Question

If the line ax + by = 1 passes through point of intersection of $y=xtan\alpha +psec\alpha ,ysin({30}^{\circ }-\alpha )-xcos({30}^{\circ }-\alpha )=p$ and is inclined at ${30}^{\circ }$ with $y=xtan\alpha$, then the value of $a^2+b^2$ can be

• A. $\frac{1}{p^2}$
• B. $\frac{2}{p^2}$
  
• C. $\frac{3}{2p^2}$
  
• D. $\frac{3}{4p^2}$

Answer 1

The correct option is D

$\frac{3}{4p^2}$

Given, $ycos\alpha -xsin\alpha =p$

and $ysin({30}^{\circ }-\alpha )-xcos({30}^{\circ }-\alpha )=p$

are inclined at ${60}^{\circ }$ so line $ax+by=1$ can be acute angle bisector ...(i)

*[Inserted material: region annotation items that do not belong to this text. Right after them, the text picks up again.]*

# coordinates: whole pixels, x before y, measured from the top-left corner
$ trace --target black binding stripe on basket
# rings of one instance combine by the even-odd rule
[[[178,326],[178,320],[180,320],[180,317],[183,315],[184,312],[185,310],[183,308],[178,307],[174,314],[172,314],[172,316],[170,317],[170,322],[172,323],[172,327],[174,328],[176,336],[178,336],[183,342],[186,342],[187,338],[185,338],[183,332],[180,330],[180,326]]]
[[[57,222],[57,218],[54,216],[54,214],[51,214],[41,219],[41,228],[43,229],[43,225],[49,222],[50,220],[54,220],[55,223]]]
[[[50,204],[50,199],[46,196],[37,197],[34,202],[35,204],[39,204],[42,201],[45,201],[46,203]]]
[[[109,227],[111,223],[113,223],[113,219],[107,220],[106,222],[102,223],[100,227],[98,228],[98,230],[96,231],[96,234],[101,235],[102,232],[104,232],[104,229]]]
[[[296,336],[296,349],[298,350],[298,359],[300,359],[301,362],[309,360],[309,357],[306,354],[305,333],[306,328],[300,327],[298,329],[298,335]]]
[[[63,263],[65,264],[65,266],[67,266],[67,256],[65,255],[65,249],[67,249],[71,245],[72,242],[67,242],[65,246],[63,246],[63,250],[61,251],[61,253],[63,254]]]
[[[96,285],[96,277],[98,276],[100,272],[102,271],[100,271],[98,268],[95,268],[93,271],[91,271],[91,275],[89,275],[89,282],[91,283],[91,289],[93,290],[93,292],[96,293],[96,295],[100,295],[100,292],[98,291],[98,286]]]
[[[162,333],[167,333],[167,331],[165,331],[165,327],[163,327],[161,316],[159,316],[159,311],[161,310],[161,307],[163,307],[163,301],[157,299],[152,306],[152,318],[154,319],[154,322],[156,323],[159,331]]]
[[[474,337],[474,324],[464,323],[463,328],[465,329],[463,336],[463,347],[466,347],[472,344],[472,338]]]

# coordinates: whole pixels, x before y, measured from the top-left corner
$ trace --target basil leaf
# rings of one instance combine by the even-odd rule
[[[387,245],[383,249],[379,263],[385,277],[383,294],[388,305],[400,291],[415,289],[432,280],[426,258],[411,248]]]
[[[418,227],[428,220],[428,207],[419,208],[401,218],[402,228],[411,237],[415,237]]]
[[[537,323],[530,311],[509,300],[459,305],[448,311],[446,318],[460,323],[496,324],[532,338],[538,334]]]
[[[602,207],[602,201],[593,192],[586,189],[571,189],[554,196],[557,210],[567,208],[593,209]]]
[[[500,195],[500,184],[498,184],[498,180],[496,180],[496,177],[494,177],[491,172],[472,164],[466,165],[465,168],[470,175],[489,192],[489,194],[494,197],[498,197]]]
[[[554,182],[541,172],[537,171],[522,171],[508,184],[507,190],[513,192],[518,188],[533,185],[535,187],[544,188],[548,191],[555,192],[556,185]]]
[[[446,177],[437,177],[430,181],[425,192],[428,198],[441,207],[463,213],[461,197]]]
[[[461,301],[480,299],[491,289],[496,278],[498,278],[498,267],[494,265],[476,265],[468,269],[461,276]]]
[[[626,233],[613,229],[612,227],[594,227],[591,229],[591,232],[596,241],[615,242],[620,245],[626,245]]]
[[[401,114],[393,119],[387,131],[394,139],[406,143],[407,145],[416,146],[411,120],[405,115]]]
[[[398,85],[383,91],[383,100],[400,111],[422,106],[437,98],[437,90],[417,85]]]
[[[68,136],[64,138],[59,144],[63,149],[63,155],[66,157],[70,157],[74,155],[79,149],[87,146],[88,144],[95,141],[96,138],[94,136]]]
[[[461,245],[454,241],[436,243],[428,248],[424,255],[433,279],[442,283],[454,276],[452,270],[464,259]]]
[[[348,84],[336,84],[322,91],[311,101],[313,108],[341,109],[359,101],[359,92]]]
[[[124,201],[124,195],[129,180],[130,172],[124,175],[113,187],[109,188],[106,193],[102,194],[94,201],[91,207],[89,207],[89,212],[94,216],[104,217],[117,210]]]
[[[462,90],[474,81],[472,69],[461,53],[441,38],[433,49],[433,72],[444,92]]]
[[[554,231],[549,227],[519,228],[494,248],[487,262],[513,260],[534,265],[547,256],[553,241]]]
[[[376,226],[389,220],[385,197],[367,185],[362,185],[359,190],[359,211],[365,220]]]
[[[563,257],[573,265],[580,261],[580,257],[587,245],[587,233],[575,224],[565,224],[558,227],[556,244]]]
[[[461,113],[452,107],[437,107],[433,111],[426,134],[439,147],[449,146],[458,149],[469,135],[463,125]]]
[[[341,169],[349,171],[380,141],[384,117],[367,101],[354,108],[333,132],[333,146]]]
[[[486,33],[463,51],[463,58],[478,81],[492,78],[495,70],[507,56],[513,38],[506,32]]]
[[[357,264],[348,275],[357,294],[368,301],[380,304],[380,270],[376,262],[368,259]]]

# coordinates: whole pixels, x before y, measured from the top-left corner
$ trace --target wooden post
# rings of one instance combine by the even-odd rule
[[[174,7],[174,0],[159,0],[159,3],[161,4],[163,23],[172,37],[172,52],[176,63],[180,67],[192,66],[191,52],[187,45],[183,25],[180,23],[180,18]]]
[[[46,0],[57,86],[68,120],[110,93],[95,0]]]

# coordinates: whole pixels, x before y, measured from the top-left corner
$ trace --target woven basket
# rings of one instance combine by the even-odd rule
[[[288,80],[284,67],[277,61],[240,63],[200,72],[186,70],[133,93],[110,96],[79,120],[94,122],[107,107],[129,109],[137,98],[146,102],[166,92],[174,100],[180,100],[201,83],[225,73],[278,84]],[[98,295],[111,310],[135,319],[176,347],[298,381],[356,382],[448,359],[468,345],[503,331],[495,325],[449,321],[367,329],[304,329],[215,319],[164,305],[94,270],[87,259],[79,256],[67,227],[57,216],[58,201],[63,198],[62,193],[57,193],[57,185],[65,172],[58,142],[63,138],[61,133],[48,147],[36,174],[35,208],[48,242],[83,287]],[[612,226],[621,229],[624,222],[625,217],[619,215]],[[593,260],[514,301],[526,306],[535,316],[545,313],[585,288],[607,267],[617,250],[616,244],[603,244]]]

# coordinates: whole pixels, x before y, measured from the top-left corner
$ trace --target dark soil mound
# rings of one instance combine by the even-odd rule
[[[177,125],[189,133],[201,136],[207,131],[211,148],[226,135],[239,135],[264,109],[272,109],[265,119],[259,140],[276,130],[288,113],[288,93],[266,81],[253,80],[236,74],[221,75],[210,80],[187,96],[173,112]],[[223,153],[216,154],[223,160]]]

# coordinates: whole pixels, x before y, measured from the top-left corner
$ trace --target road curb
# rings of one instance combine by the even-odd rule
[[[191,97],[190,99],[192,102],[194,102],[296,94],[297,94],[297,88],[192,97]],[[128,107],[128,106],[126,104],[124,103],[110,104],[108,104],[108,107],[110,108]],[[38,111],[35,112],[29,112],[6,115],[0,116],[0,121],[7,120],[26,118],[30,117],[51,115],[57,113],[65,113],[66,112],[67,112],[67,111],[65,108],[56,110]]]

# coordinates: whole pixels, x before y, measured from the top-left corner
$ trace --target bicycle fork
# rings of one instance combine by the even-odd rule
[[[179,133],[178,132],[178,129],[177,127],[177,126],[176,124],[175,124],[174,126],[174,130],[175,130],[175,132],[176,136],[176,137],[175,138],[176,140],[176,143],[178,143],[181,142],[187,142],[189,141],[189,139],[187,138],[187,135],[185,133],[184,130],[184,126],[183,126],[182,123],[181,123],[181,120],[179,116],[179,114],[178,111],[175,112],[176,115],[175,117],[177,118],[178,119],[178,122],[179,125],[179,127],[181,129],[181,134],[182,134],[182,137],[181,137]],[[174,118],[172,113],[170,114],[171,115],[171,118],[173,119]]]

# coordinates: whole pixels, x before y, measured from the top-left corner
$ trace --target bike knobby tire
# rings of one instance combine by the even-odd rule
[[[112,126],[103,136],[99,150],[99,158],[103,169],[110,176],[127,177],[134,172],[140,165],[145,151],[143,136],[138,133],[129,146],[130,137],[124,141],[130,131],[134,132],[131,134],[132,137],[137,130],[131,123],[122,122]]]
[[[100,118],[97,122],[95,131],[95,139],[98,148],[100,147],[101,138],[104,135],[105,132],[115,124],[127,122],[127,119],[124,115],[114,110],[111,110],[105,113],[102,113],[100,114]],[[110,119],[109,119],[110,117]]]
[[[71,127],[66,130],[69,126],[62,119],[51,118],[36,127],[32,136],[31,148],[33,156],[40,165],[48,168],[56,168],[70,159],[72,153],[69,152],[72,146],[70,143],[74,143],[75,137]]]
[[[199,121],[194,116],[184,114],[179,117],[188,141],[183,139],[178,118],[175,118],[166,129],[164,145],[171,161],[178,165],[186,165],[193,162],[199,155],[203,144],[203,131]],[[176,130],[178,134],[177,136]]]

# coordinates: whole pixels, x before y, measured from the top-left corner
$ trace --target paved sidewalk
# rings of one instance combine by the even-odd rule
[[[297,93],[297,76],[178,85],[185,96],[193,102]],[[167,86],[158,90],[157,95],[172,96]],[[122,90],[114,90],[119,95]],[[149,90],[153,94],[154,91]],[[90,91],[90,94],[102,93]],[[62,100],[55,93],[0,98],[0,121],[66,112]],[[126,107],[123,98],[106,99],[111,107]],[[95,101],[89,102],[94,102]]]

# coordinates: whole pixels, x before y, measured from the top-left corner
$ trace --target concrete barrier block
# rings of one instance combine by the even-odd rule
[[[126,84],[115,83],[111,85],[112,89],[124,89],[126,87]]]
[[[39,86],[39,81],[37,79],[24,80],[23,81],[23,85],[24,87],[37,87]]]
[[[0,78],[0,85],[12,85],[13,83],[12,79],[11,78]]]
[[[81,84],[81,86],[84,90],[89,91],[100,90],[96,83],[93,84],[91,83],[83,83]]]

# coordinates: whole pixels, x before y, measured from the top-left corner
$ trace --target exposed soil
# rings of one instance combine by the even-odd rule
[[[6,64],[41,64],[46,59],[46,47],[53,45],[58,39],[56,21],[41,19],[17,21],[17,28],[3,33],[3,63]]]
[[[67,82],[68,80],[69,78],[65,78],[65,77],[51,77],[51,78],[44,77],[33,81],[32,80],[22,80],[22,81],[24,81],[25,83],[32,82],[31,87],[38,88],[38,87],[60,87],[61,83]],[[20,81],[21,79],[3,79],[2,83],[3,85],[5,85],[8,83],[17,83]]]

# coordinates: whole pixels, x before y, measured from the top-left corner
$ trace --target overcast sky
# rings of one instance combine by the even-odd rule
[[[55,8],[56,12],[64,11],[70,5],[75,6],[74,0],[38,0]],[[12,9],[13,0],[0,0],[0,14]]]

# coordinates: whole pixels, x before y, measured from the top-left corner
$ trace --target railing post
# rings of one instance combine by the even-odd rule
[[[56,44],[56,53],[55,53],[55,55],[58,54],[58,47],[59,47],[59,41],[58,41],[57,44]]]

i.e., $ycos\alpha -xsin\alpha -p$

$=-\left(ysin\right({30}^{\circ }-\alpha )-xcos({30}^{\circ }-\alpha )-p)$

$\Rightarrow y[cos\alpha +sin({30}^{\circ }-\alpha \left)\right]-x[sin\alpha +cos({30}^{\circ }-\alpha \left)\right]=2p$ ...(ii)

From Eqs. (i) and (ii), we get

$\frac{b}{cos\alpha +sin({30}^{\circ }-\alpha )}=\frac{a}{(sin\alpha +cos({30}^{\circ }-\alpha \left)\right)}=\frac{1}{2p}$

$\Rightarrow \frac{\sqrt{a^2+b^2}}{\sqrt{2+1}}=\frac{1}{2p}$

$\Rightarrow a^2+b^2=\frac{3}{4p^2}$